Por Felipe ARIZMENDI ESQUIVEL, Obispo de San Cristóbal de Las Casas |

El Presidente de la República ha enviado una iniciativa de ley al Congreso de la República, para que se permita el uso de la marihuana con fines terapéuticos y que las personas puedan llevar consigo una cantidad de 28 gramos, sin que sea delito a perseguir. Se aduce como motivo el ya no criminalizar a los consumidores, influir en la rebaja del precio de la droga y quitarles fuerza a los grandes traficantes, aunque el gobierno se compromete a seguirlos persiguiendo.

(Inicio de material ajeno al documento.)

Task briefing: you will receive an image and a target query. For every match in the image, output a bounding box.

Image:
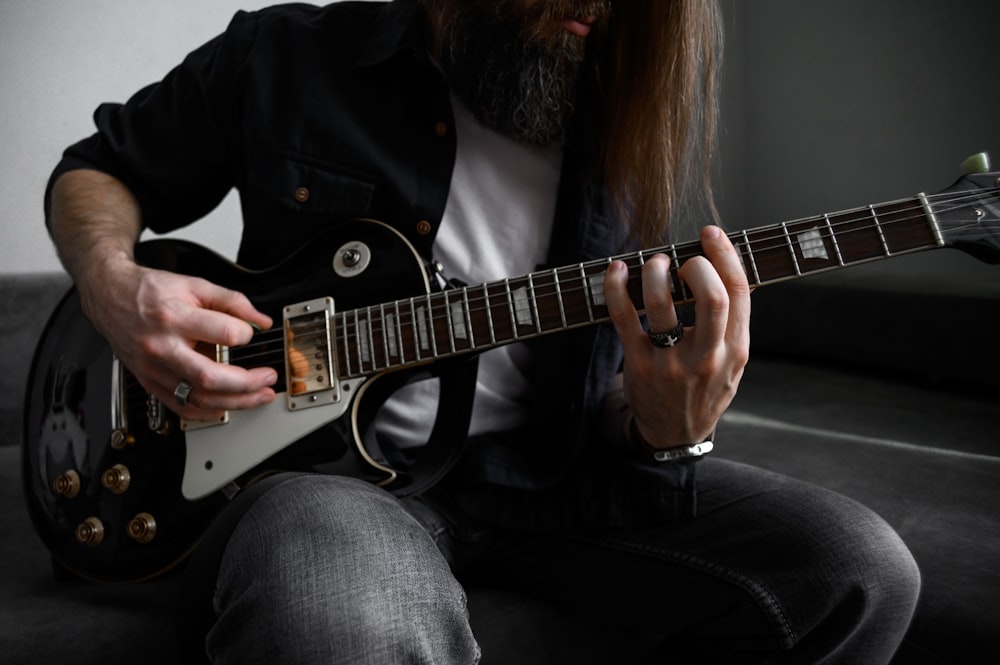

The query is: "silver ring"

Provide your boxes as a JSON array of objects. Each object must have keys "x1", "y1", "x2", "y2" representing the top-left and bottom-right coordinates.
[
  {"x1": 174, "y1": 381, "x2": 191, "y2": 406},
  {"x1": 646, "y1": 323, "x2": 684, "y2": 349}
]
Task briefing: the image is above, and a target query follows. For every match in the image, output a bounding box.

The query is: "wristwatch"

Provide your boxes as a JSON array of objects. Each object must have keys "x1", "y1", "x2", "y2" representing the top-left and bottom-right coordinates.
[{"x1": 626, "y1": 416, "x2": 715, "y2": 464}]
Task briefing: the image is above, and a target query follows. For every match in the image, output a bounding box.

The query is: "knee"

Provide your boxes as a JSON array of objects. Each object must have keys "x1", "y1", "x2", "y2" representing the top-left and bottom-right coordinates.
[{"x1": 208, "y1": 476, "x2": 475, "y2": 663}]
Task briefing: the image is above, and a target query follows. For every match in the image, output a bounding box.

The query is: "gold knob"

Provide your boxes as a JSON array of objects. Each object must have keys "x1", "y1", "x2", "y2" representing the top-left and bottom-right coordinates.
[
  {"x1": 52, "y1": 469, "x2": 80, "y2": 499},
  {"x1": 101, "y1": 464, "x2": 132, "y2": 494},
  {"x1": 111, "y1": 429, "x2": 135, "y2": 450},
  {"x1": 76, "y1": 517, "x2": 104, "y2": 547},
  {"x1": 128, "y1": 513, "x2": 156, "y2": 545}
]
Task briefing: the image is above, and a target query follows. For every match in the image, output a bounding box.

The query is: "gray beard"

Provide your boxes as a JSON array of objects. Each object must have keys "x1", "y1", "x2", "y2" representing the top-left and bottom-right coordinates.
[{"x1": 441, "y1": 11, "x2": 583, "y2": 145}]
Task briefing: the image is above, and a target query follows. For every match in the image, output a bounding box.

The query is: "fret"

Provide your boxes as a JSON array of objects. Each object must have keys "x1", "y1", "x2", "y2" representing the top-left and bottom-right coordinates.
[
  {"x1": 917, "y1": 193, "x2": 944, "y2": 247},
  {"x1": 868, "y1": 206, "x2": 892, "y2": 256},
  {"x1": 503, "y1": 279, "x2": 519, "y2": 339},
  {"x1": 421, "y1": 293, "x2": 439, "y2": 358},
  {"x1": 579, "y1": 263, "x2": 594, "y2": 321},
  {"x1": 823, "y1": 215, "x2": 844, "y2": 266},
  {"x1": 781, "y1": 224, "x2": 802, "y2": 275},
  {"x1": 877, "y1": 198, "x2": 943, "y2": 256},
  {"x1": 552, "y1": 270, "x2": 566, "y2": 328},
  {"x1": 462, "y1": 288, "x2": 476, "y2": 349},
  {"x1": 354, "y1": 310, "x2": 368, "y2": 371},
  {"x1": 483, "y1": 284, "x2": 497, "y2": 345},
  {"x1": 410, "y1": 298, "x2": 429, "y2": 361},
  {"x1": 441, "y1": 291, "x2": 463, "y2": 353},
  {"x1": 528, "y1": 275, "x2": 542, "y2": 335},
  {"x1": 378, "y1": 304, "x2": 395, "y2": 360},
  {"x1": 365, "y1": 307, "x2": 378, "y2": 370},
  {"x1": 338, "y1": 312, "x2": 354, "y2": 376},
  {"x1": 742, "y1": 230, "x2": 760, "y2": 285}
]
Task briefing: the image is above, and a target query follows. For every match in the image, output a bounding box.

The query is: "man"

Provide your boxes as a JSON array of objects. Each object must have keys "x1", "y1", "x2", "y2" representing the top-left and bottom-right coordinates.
[{"x1": 48, "y1": 0, "x2": 919, "y2": 663}]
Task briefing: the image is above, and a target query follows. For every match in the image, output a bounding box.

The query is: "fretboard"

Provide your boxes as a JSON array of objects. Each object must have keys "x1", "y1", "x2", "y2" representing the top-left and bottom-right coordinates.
[{"x1": 333, "y1": 197, "x2": 942, "y2": 379}]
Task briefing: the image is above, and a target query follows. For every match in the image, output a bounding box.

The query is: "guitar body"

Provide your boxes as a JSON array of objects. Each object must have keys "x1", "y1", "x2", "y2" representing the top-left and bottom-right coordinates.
[
  {"x1": 22, "y1": 221, "x2": 428, "y2": 581},
  {"x1": 17, "y1": 154, "x2": 1000, "y2": 581}
]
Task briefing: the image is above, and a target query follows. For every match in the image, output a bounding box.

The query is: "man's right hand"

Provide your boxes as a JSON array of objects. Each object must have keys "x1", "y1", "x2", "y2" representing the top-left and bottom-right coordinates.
[{"x1": 50, "y1": 170, "x2": 277, "y2": 420}]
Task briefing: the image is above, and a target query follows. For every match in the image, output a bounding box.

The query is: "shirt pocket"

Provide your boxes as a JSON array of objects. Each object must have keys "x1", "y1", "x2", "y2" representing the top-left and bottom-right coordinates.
[{"x1": 248, "y1": 151, "x2": 375, "y2": 218}]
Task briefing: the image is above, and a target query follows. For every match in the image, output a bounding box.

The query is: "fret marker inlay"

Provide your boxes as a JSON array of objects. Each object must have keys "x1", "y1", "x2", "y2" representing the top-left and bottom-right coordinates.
[{"x1": 798, "y1": 227, "x2": 830, "y2": 261}]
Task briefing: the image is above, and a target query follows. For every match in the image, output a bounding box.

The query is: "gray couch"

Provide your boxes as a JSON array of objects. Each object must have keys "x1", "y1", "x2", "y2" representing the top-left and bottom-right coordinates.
[{"x1": 0, "y1": 252, "x2": 1000, "y2": 665}]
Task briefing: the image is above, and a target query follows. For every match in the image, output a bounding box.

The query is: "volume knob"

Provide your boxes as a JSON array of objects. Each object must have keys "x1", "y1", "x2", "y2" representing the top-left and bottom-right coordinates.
[
  {"x1": 76, "y1": 517, "x2": 104, "y2": 547},
  {"x1": 101, "y1": 464, "x2": 132, "y2": 494},
  {"x1": 128, "y1": 513, "x2": 156, "y2": 545},
  {"x1": 52, "y1": 469, "x2": 80, "y2": 499}
]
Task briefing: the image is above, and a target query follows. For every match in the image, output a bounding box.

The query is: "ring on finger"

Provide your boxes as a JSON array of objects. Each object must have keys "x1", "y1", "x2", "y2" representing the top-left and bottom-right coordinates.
[
  {"x1": 646, "y1": 323, "x2": 684, "y2": 349},
  {"x1": 174, "y1": 381, "x2": 191, "y2": 406}
]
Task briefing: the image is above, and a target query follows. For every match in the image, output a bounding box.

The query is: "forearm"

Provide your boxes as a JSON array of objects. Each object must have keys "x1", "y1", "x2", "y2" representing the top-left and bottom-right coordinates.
[{"x1": 49, "y1": 169, "x2": 142, "y2": 284}]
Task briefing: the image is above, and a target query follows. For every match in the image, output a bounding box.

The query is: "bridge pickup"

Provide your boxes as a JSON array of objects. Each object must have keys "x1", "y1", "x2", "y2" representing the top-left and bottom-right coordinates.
[{"x1": 284, "y1": 298, "x2": 340, "y2": 411}]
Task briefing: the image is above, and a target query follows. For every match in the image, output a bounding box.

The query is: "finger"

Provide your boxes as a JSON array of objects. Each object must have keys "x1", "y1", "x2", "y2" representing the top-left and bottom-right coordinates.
[
  {"x1": 677, "y1": 256, "x2": 729, "y2": 346},
  {"x1": 702, "y1": 226, "x2": 750, "y2": 344},
  {"x1": 642, "y1": 254, "x2": 678, "y2": 332},
  {"x1": 156, "y1": 370, "x2": 275, "y2": 420},
  {"x1": 604, "y1": 261, "x2": 649, "y2": 354},
  {"x1": 175, "y1": 347, "x2": 278, "y2": 396},
  {"x1": 188, "y1": 279, "x2": 273, "y2": 346}
]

Usar marihuana, u otra droga, para curar dolores corporales, ha sido una costumbre tradicional que nadie condena, siempre y cuando sea bajo control médico, o al menos de algún curandero digno de confianza. Dios nos dio las plantas para el bien, y algunas tienen propiedades curativas que debemos conocer y saber usar. La sabiduría de nuestros mayores, indígenas y no indígenas, está fincada en su conocimiento de lo que el consumo o uso de una planta, o de una hierba, puede traer para la salud o la enfermedad de una persona. Esto nadie lo discute. Al contrario; deberíamos recuperar esa sabiduría y usar, agradeciendo a Dios, que nos haya dado plantas para nuestro bienestar. Por tanto, legislar para que la marihuana se pueda usar en la elaboración de medicinas y en su uso racional, con fines curativos, es muy saludable y plausible.

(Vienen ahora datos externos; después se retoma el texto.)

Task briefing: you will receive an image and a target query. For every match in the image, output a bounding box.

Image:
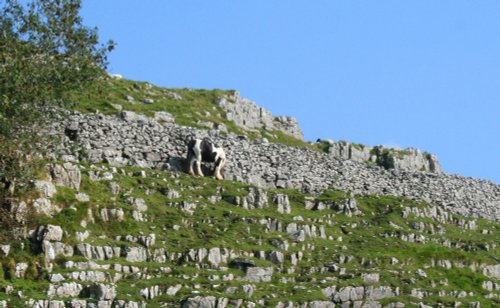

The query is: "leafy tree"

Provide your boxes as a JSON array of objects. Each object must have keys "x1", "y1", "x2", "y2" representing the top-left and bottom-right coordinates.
[{"x1": 0, "y1": 0, "x2": 114, "y2": 236}]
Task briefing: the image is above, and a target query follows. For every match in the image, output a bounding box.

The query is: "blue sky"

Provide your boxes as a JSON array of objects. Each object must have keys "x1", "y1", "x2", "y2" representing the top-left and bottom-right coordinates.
[{"x1": 82, "y1": 0, "x2": 500, "y2": 183}]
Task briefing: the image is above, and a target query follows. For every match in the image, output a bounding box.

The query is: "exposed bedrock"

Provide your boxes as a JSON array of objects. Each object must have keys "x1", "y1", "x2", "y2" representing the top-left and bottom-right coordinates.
[{"x1": 52, "y1": 112, "x2": 500, "y2": 220}]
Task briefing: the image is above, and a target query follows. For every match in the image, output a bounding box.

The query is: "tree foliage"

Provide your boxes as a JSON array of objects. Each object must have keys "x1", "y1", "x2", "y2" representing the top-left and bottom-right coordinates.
[{"x1": 0, "y1": 0, "x2": 114, "y2": 204}]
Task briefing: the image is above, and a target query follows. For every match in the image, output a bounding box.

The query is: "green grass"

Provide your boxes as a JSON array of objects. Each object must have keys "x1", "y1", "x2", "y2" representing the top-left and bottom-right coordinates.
[{"x1": 0, "y1": 165, "x2": 499, "y2": 307}]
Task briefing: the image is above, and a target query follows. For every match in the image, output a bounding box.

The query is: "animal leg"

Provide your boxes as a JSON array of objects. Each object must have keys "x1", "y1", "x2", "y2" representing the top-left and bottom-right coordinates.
[
  {"x1": 196, "y1": 160, "x2": 203, "y2": 176},
  {"x1": 214, "y1": 166, "x2": 224, "y2": 180},
  {"x1": 188, "y1": 159, "x2": 195, "y2": 175}
]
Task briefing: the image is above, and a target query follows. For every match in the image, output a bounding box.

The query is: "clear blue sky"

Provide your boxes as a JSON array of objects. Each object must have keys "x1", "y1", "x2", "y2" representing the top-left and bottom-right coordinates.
[{"x1": 82, "y1": 0, "x2": 500, "y2": 183}]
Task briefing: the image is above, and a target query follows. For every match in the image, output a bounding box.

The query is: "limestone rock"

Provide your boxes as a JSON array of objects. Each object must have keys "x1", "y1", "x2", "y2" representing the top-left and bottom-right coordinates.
[
  {"x1": 0, "y1": 245, "x2": 10, "y2": 257},
  {"x1": 125, "y1": 247, "x2": 147, "y2": 262},
  {"x1": 88, "y1": 283, "x2": 116, "y2": 300},
  {"x1": 51, "y1": 162, "x2": 82, "y2": 190},
  {"x1": 37, "y1": 225, "x2": 63, "y2": 242},
  {"x1": 154, "y1": 111, "x2": 175, "y2": 123},
  {"x1": 229, "y1": 258, "x2": 255, "y2": 271},
  {"x1": 47, "y1": 282, "x2": 83, "y2": 298},
  {"x1": 182, "y1": 296, "x2": 217, "y2": 308},
  {"x1": 35, "y1": 181, "x2": 56, "y2": 198},
  {"x1": 243, "y1": 267, "x2": 273, "y2": 282}
]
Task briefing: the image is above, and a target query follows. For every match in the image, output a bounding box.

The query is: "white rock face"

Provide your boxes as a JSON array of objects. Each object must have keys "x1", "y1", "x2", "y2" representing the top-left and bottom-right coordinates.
[
  {"x1": 483, "y1": 264, "x2": 500, "y2": 279},
  {"x1": 243, "y1": 267, "x2": 273, "y2": 282},
  {"x1": 47, "y1": 282, "x2": 83, "y2": 297},
  {"x1": 55, "y1": 111, "x2": 500, "y2": 220},
  {"x1": 35, "y1": 181, "x2": 56, "y2": 198},
  {"x1": 218, "y1": 92, "x2": 304, "y2": 140},
  {"x1": 38, "y1": 225, "x2": 64, "y2": 242},
  {"x1": 51, "y1": 162, "x2": 82, "y2": 190}
]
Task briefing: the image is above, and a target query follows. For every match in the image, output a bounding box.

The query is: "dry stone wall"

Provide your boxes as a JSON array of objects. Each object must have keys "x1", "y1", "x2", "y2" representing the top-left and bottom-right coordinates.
[
  {"x1": 217, "y1": 91, "x2": 304, "y2": 140},
  {"x1": 54, "y1": 111, "x2": 500, "y2": 220}
]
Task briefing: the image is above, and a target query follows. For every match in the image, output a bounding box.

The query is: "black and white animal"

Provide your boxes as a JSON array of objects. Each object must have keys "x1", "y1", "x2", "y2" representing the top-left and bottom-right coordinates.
[{"x1": 187, "y1": 138, "x2": 226, "y2": 180}]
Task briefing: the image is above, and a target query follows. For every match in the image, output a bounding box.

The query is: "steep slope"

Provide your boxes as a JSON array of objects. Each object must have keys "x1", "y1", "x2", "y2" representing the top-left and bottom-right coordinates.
[
  {"x1": 0, "y1": 79, "x2": 500, "y2": 307},
  {"x1": 0, "y1": 163, "x2": 500, "y2": 307}
]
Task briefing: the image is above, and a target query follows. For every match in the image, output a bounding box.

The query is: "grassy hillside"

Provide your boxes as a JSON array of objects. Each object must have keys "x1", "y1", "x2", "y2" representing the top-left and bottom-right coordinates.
[
  {"x1": 0, "y1": 165, "x2": 500, "y2": 307},
  {"x1": 73, "y1": 78, "x2": 321, "y2": 150}
]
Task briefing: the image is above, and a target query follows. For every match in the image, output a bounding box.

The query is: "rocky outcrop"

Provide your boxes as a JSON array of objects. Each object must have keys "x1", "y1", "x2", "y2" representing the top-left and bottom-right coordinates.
[
  {"x1": 217, "y1": 91, "x2": 304, "y2": 140},
  {"x1": 324, "y1": 140, "x2": 442, "y2": 173},
  {"x1": 56, "y1": 113, "x2": 500, "y2": 220}
]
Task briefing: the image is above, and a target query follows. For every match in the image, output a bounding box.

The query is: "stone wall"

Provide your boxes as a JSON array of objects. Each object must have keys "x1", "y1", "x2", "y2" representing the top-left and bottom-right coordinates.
[
  {"x1": 326, "y1": 141, "x2": 442, "y2": 173},
  {"x1": 55, "y1": 112, "x2": 500, "y2": 220},
  {"x1": 217, "y1": 91, "x2": 304, "y2": 140}
]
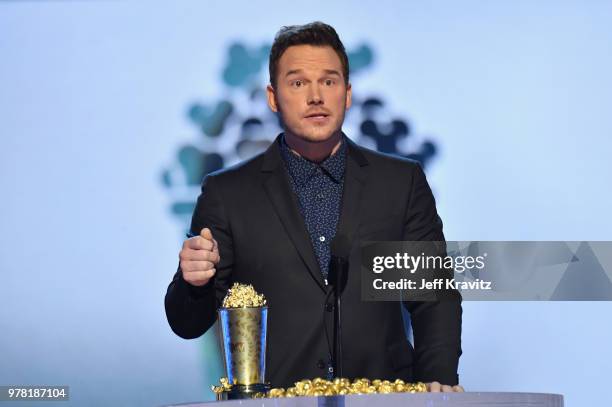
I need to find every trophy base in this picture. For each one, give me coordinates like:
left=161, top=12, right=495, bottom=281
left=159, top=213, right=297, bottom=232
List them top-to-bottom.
left=217, top=383, right=270, bottom=401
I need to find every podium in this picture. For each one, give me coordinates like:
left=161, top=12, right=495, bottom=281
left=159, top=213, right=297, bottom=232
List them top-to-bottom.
left=166, top=392, right=563, bottom=407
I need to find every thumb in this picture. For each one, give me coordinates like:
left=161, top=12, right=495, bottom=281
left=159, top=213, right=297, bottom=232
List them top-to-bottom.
left=200, top=228, right=213, bottom=240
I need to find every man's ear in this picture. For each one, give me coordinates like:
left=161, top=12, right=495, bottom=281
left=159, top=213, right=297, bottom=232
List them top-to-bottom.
left=345, top=82, right=353, bottom=110
left=266, top=84, right=278, bottom=113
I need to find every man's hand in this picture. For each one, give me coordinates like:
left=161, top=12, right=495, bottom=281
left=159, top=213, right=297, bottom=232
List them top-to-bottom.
left=179, top=228, right=221, bottom=287
left=425, top=382, right=465, bottom=393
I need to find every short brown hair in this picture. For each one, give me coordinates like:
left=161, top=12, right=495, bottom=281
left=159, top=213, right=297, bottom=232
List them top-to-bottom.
left=269, top=21, right=349, bottom=88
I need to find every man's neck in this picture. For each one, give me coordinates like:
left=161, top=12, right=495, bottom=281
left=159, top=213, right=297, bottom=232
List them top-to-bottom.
left=285, top=131, right=342, bottom=163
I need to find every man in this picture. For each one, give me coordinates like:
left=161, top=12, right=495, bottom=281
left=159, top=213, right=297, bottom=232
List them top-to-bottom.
left=165, top=22, right=463, bottom=391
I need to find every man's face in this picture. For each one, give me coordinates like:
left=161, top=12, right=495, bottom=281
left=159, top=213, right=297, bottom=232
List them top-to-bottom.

Pero liberalizar la portación y el consumo de 28 gramos de marihuana, en forma personal y sin ninguna restricción, nos traerá consecuencias deplorables. No sólo los adolescentes y los jóvenes, sino también las personas mayores, hombres y mujeres, empezarán a sentirse autorizados a consumirla, primero en pequeñas cantidades, para luego aficionarse a ella y caer en cadenas de las que difícilmente podrán desatarse o liberarse.

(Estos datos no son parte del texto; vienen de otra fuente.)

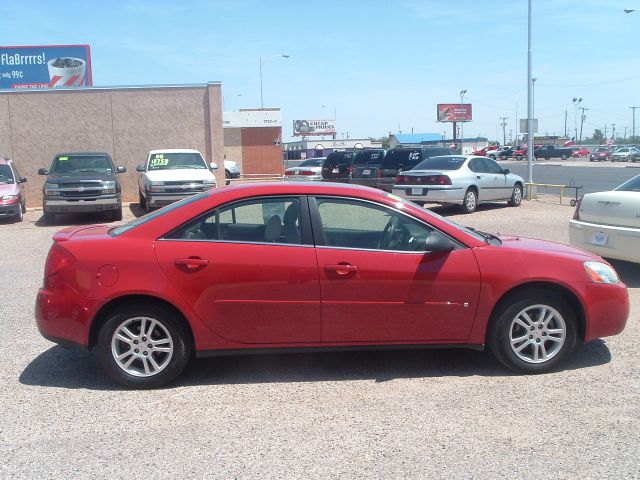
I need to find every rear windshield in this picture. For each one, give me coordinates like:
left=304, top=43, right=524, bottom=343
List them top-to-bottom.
left=353, top=150, right=384, bottom=165
left=147, top=152, right=207, bottom=170
left=322, top=152, right=356, bottom=168
left=51, top=155, right=113, bottom=173
left=414, top=156, right=465, bottom=170
left=298, top=157, right=325, bottom=167
left=0, top=164, right=13, bottom=183
left=615, top=175, right=640, bottom=192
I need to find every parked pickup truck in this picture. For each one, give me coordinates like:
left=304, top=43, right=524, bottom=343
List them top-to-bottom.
left=533, top=145, right=573, bottom=160
left=136, top=149, right=218, bottom=211
left=38, top=152, right=127, bottom=223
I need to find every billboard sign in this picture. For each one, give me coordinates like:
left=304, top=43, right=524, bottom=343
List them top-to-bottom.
left=0, top=45, right=93, bottom=88
left=438, top=103, right=471, bottom=122
left=293, top=120, right=336, bottom=137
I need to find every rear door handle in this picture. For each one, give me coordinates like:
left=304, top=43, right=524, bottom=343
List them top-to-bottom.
left=175, top=257, right=209, bottom=270
left=324, top=264, right=358, bottom=275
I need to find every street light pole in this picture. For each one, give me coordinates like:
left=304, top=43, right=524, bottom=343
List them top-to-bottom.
left=260, top=53, right=291, bottom=109
left=460, top=90, right=467, bottom=155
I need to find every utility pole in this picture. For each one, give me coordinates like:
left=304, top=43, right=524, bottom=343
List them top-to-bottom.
left=578, top=107, right=589, bottom=144
left=629, top=107, right=640, bottom=143
left=500, top=117, right=509, bottom=146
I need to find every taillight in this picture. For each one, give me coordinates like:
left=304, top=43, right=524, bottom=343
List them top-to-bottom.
left=573, top=196, right=584, bottom=220
left=44, top=242, right=76, bottom=278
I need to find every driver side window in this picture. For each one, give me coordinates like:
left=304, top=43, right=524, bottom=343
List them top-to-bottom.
left=317, top=198, right=434, bottom=252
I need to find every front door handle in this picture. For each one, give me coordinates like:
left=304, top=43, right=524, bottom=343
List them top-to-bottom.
left=175, top=257, right=209, bottom=270
left=324, top=263, right=358, bottom=275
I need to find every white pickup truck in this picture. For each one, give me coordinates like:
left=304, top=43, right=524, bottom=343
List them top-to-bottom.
left=136, top=149, right=218, bottom=211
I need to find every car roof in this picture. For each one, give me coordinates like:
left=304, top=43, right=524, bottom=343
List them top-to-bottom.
left=149, top=148, right=202, bottom=155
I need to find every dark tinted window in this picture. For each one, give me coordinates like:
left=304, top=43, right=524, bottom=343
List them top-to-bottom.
left=322, top=152, right=356, bottom=172
left=51, top=155, right=113, bottom=173
left=414, top=155, right=465, bottom=170
left=615, top=175, right=640, bottom=192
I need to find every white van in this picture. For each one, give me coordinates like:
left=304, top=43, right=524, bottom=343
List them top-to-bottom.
left=136, top=149, right=218, bottom=211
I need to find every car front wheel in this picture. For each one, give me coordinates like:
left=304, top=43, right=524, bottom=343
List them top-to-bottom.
left=509, top=184, right=522, bottom=207
left=460, top=188, right=478, bottom=213
left=487, top=290, right=577, bottom=373
left=97, top=303, right=192, bottom=389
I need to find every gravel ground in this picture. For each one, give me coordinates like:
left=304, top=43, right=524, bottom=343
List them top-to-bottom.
left=0, top=197, right=640, bottom=480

Sucederá como con el alcohol. Cualquiera invita a tomarse una copita, sobre todo en fiestas o reuniones sociales, lo cual no está prohibido y es socialmente aceptado, pero para algunos es el inicio de una cadena, llegando a consecuencias que todos conocemos. Se sienten bien con unos “tragos”, no afrontan con madurez sus problemas, y se ponen en una resbaladilla que les puede llevar al barranco. Con la marihuana será igual, o peor, por los efectos que produce en el cerebro y en la conducta de los consumidores. Pronto veremos, en cualquier fiesta, que hay en las mesas pequeñas dosis de marihuana, para el libre consumo de todos. ¡A dónde llegaremos! Si nos es muy molesto soportar a un borracho, ¡cuánto sufrimiento causará un marihuano!

Como es previsible que los legisladores aprueben la iniciativa que les envió el ejecutivo federal, pues nadie quiere dar la impresión de ser retrógrado, exhorto a padres de familia, educadores, catequistas y agentes de pastoral, que nos esforcemos por consolidar las familias, pues allí está la base de los valores humanos, familiares, sociales y religiosos, que formarán adolescentes, jóvenes y adultos capaces de ejercer su libertad responsable ante tantas ofertas que se les van a facilitar. Sin esta formación y sin familias estables, donde no hay diálogo, amor, confianza, armonía y fidelidad, algunos adolescentes y jóvenes caerán en las garras de la marihuana, como caen en el alcohol, y terminan tirados en las calles, o en centros de rehabilitación. La mayoría de los alcohólicos y drogadictos han carecido de un hogar armonioso, y se consuelan transitoria y engañosamente refugiándose en consumos que los hunden más y más.

¡Salvemos la familia, y salvaremos a México!